Uns schickt der Himmel“ : Nach 72 Stunden war das große Projekt erledigt

38 Messdienerinnen und Messdiener machten sich in der kommunalen Kita in Heckendalheim nützlich.

Es ist vollbracht: 38 Messdienerinnen und Messdiener aus Ensheim Eschringen, Heckendalheim und Ommersheim im Alter von sieben bis 20 Jahren haben zusammen mit der Katholischen jungen Gemeinde (KjG) Ommersheim ihre 72-Stunden-Aktion mit Bravour gemeistert. Das Ziel der Aktion blieb bis zum Start geheim. Nur eine kleine Delegation bekam dieses in Homburg genannt. In 72 Stunden sollten in der kommunalen Kindertagesstätte Löwenzahn Heckendalheim ein Sinnesgarten mit Matschküche, Kräuterschnecke, Windspiele und ein Sinnenparcours sowie ein Insektenhotel gebaut werden.

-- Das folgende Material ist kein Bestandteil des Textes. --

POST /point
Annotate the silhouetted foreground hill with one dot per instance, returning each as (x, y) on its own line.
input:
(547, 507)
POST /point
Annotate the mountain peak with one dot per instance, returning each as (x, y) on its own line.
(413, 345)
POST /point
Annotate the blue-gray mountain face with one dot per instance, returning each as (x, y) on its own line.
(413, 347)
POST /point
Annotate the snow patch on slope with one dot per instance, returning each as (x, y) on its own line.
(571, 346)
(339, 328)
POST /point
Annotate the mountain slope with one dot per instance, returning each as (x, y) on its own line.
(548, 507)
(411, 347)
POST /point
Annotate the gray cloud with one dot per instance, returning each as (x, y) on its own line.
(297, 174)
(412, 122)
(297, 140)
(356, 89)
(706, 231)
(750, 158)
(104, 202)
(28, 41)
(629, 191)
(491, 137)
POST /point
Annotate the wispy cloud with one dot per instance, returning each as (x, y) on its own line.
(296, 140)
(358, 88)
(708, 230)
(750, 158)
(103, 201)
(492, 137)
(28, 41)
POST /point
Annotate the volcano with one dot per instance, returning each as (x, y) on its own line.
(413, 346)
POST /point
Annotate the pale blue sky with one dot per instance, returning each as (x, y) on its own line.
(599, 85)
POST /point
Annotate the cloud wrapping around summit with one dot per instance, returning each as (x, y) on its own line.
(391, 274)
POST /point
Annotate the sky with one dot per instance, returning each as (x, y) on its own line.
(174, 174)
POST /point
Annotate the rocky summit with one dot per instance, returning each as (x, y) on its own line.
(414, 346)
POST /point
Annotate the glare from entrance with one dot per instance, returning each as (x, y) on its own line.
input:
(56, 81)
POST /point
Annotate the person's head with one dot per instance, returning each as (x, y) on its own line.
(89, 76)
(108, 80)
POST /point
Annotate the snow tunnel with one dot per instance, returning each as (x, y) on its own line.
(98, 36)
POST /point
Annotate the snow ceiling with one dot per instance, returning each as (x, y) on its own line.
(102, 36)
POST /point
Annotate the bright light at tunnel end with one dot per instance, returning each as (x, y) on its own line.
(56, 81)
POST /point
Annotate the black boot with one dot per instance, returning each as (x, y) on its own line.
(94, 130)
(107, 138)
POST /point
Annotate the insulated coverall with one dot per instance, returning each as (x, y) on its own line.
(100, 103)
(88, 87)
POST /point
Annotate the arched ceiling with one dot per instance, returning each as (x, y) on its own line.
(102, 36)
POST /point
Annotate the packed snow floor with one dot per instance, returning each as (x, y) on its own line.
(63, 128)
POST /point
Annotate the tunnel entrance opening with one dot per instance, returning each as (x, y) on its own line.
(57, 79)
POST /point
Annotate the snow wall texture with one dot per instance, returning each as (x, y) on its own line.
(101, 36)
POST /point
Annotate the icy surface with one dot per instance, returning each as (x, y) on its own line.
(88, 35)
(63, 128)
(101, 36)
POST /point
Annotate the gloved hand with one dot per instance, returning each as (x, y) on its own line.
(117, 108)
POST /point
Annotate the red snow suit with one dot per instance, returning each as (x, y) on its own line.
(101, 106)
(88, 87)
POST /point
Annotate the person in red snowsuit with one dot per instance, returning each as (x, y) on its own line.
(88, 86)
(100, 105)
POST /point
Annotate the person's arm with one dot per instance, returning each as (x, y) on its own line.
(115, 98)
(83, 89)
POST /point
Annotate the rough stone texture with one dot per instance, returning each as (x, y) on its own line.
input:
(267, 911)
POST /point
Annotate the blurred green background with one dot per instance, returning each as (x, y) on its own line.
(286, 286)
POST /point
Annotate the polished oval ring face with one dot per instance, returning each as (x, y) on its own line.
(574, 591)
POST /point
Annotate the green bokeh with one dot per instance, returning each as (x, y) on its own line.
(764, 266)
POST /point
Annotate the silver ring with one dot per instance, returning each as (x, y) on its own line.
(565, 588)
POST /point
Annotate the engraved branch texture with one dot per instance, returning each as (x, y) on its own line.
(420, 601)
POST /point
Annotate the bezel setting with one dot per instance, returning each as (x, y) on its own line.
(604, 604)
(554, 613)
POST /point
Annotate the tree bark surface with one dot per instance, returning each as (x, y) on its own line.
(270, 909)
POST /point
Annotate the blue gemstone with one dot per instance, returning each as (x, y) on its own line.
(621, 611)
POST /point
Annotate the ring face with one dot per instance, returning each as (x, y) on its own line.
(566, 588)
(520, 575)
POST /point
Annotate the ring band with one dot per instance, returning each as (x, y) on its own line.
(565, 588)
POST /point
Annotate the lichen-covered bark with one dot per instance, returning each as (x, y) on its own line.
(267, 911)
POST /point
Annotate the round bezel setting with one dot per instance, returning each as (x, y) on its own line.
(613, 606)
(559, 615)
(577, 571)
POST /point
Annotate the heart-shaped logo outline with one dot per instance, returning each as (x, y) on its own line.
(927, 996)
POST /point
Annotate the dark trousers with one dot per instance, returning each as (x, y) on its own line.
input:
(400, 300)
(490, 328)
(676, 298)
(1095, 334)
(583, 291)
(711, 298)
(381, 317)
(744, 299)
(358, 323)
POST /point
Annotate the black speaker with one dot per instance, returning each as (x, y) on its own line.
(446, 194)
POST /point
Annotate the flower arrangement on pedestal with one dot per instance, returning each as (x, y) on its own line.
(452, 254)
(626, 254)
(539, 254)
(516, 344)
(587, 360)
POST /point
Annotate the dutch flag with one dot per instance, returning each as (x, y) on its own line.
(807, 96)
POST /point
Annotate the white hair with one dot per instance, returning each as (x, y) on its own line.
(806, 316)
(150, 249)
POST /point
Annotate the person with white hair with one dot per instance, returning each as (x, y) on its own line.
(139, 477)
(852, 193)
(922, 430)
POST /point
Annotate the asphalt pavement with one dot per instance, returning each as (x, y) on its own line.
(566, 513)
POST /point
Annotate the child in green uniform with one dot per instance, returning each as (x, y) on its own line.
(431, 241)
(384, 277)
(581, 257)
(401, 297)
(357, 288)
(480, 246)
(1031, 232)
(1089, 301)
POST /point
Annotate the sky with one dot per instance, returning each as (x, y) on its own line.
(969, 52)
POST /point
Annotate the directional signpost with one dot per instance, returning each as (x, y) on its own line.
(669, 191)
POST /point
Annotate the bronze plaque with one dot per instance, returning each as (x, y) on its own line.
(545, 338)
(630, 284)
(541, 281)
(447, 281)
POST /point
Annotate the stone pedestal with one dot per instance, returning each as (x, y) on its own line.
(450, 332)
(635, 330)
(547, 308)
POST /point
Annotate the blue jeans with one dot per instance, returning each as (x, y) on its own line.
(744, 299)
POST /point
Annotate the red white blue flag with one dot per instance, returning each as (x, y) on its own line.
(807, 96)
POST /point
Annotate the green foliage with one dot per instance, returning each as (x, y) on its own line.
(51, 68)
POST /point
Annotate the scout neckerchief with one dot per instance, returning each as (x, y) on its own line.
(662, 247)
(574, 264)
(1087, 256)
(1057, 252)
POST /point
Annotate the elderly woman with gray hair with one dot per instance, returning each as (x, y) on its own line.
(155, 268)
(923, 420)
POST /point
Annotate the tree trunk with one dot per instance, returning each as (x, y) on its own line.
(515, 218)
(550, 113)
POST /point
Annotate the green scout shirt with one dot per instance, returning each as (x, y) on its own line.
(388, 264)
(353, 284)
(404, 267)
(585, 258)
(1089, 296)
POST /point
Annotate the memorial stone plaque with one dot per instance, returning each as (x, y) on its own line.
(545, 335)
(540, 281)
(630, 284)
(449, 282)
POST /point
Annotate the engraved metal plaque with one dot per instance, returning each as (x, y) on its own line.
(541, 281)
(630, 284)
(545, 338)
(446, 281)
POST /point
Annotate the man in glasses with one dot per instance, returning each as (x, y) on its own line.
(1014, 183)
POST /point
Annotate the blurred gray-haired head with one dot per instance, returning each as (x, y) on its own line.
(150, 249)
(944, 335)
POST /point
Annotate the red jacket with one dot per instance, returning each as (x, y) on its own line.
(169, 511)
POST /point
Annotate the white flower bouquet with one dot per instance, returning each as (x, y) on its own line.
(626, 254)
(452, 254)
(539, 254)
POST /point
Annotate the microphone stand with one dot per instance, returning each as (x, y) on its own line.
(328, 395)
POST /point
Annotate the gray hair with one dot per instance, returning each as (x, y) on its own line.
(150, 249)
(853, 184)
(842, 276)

Kurz vor dem Start erfuhr der Rest der Gruppe das Ziel und die konkreten Vorgaben des Projektes. Zunächst nahm man mal das Gelände in Augenschein. Es wurde auch darüber nachgedacht, wer denn welche Aufgabe übernehmen soll und welches Material und Werkzeug benötigt wird. Am folgenden Tag ging es dann richtig los.

Zuerst planten die Teilnehmer, wie man die einzelnen Elemente aufbaut und gestaltet. Voller Ehrgeiz, Kreativität und Engagement entstanden die ersten Bauwerke. So waren am Freitagabend der Barfußpfad, das Insektenhotel und einige Windspiele so gut wie fertig.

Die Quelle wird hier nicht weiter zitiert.